B. No seguimento das liquidações realizadas pelos serviços vieram os sujeitos passivos faltosos apresentar a sua Declaração de Rendimentos, no estado de casados, o que fizeram cerca de dois anos após a respetiva data de entrega legal. Por via da emissão de documento de correção, foram anuladas as liquidações anteriores e emitida a liquidação identificada no ponto 3 dos factos provados na fundamentação da Douta Sentença, constando o estado civil e os rendimentos indicados pelos contribuintes, mantendo-se, no entanto, os limites às deduções previstos no n.º 3 do art.º 76.º do CIRS.
C. A liquidação que daqui resultou foi remetida aos sujeitos passivos por Ofício seguindo o formalismo de carta registada, não constando a sua devolução, antes tendo sido junta nos Autos consulta ao site CTT (entidade externa à Autoridade Tributária) na qual é possível observar que o registo com a numeração aposta mecanicamente no respetivo Ofício consta como recebido na localidade de destino.
D. A Autoridade Tributária não procedeu a qualquer alteração aos valores dos rendimentos declarados pelos próprios contribuintes - e apenas em relação ao apuramento, fixação ou alteração dos rendimentos nos termos previstos no art.º 65.º do CIRS, há obrigatoriedade de notificação com carta registada com aviso de receção, por força do previsto no artigo 66.º e n.º 2 do artigo 149.º do CIRS, que assim o determina. Pelo que é antes aplicável à situação em apreço o disposto no n.º 3, do artigo 149.º do CIRS, que determina que as restantes notificações devem ser feitas por carta registada;
E. Não foi, assim, posto em causa o disposto no n.º 1 do art.º 36.º do CPPT, a que a Douta Sentença faz referência, pelo qual "os atos em matéria tributária que afetem os direitos e interesses legítimos dos contribuintes só produzem efeitos em relação a estes quando lhes sejam validamente notificados" - cfr. Ponto III.2 da Sentença -, muito menos o art.º 38.º do mesmo diploma.
F. Discorda-se, por este motivo, da Sentença recorrida, considerando-se que houve erro de julgamento ao concluir que seria necessário que a liquidação fosse notificada por carta registada com aviso de receção.

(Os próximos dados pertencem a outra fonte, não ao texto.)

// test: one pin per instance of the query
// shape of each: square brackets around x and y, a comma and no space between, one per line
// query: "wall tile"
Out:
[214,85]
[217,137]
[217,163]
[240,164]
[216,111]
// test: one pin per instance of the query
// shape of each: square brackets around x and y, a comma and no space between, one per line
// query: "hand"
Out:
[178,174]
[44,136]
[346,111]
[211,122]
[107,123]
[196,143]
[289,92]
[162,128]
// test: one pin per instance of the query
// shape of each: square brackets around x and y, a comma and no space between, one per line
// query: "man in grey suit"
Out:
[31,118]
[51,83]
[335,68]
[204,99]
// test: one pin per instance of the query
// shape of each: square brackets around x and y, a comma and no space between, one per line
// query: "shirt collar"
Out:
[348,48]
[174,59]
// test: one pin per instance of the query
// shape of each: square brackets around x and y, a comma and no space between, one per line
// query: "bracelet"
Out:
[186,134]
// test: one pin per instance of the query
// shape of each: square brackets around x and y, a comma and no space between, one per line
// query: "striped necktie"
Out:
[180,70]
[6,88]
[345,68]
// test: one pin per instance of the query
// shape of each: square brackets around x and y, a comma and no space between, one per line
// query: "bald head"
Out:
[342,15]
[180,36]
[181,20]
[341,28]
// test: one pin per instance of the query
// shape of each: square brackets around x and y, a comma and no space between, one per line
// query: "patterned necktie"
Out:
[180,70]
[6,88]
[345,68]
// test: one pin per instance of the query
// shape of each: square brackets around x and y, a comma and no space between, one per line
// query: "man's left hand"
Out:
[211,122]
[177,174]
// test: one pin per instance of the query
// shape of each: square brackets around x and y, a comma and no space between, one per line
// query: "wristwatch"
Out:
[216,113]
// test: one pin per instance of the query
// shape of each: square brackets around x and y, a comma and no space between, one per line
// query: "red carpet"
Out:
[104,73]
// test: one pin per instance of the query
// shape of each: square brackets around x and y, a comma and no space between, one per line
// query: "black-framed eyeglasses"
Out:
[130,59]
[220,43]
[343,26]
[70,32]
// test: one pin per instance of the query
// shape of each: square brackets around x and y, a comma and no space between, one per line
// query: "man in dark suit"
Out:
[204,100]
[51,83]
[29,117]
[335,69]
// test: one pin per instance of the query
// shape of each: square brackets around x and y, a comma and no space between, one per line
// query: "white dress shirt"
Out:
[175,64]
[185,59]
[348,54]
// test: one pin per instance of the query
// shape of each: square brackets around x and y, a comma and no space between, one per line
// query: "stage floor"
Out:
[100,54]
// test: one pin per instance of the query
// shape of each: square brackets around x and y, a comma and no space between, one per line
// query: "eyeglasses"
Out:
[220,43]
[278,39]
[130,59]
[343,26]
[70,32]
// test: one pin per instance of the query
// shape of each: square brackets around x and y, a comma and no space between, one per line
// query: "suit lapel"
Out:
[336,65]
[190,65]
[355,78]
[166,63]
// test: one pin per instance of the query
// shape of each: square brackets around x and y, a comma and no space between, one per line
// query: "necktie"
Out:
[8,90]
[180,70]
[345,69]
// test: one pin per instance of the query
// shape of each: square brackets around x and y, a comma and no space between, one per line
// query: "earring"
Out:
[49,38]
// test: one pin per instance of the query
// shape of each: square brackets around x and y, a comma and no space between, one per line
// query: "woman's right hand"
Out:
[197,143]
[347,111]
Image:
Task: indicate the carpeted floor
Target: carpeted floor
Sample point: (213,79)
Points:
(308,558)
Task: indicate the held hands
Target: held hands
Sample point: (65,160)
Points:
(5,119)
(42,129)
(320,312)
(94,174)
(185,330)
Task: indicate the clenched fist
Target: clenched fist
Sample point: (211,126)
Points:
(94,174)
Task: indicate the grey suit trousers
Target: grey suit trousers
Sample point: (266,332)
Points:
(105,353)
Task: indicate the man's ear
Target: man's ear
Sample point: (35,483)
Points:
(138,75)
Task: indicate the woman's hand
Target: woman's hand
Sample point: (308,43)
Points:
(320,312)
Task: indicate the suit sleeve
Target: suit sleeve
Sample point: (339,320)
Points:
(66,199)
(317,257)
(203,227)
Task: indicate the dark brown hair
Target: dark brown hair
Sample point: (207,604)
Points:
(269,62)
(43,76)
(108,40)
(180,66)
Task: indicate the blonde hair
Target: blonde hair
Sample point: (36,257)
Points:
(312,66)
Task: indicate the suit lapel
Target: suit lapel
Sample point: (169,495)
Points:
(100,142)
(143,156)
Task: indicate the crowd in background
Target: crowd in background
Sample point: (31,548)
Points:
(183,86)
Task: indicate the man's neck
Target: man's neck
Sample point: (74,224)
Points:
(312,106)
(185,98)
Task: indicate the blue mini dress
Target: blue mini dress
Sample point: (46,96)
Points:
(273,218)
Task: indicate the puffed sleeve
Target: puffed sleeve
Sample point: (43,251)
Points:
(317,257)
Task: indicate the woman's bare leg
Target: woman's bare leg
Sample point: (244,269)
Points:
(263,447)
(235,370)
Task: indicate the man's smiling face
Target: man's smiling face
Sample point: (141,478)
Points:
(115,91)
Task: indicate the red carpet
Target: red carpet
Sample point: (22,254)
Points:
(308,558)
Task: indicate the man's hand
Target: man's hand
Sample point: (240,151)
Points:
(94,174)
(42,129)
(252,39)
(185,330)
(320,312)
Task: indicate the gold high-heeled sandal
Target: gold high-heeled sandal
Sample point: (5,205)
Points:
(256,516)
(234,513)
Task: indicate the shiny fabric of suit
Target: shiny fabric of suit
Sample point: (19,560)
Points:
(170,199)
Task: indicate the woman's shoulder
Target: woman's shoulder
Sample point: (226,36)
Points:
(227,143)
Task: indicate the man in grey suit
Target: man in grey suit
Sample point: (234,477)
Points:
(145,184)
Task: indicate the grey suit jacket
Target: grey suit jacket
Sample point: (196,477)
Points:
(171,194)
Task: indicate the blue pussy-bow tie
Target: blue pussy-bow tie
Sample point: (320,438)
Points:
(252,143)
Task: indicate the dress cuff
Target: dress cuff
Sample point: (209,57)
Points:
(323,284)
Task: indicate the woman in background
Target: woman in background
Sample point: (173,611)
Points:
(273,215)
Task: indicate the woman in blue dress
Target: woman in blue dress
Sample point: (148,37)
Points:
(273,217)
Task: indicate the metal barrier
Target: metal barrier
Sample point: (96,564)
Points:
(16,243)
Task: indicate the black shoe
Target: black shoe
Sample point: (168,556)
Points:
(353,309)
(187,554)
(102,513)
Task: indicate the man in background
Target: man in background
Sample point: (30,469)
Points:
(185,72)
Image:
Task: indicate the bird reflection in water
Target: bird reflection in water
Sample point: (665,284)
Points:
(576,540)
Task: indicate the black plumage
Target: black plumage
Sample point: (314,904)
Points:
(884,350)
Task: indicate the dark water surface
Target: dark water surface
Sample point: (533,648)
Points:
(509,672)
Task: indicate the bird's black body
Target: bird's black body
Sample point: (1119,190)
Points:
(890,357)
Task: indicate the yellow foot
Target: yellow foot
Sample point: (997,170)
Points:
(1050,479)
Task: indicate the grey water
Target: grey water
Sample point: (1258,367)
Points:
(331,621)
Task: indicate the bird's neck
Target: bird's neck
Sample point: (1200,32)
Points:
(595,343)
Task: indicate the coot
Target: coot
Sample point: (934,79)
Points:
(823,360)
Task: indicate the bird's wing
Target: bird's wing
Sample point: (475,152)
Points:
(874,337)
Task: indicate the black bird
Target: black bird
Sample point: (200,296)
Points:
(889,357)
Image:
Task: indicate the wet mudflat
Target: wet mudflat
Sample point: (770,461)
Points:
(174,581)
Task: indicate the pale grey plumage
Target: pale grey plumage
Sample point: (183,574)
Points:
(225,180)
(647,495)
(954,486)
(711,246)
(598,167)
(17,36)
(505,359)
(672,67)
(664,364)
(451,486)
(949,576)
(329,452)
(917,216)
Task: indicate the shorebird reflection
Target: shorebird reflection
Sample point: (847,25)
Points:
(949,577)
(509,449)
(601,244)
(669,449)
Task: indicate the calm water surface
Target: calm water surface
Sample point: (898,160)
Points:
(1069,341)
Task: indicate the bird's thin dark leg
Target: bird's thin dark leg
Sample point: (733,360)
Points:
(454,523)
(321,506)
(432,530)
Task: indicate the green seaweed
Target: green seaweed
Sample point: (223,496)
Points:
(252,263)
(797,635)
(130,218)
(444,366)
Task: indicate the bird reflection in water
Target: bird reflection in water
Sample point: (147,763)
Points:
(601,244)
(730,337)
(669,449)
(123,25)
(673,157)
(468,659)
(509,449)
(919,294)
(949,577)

G. Tendo sido seguido o formalismo de notificação legalmente exigido, entende a Fazenda que ficou também provada a receção da liquidação, ou que foram seguidos os formalismos legalmente impostos para aquela notificação, e que dos elementos constantes nos Autos terá que se concluir ter a liquidação sido depositada na caixa postal correspondente ao domicílio fiscal dos contribuintes, ficando assim à sua disposição - contra o decidido.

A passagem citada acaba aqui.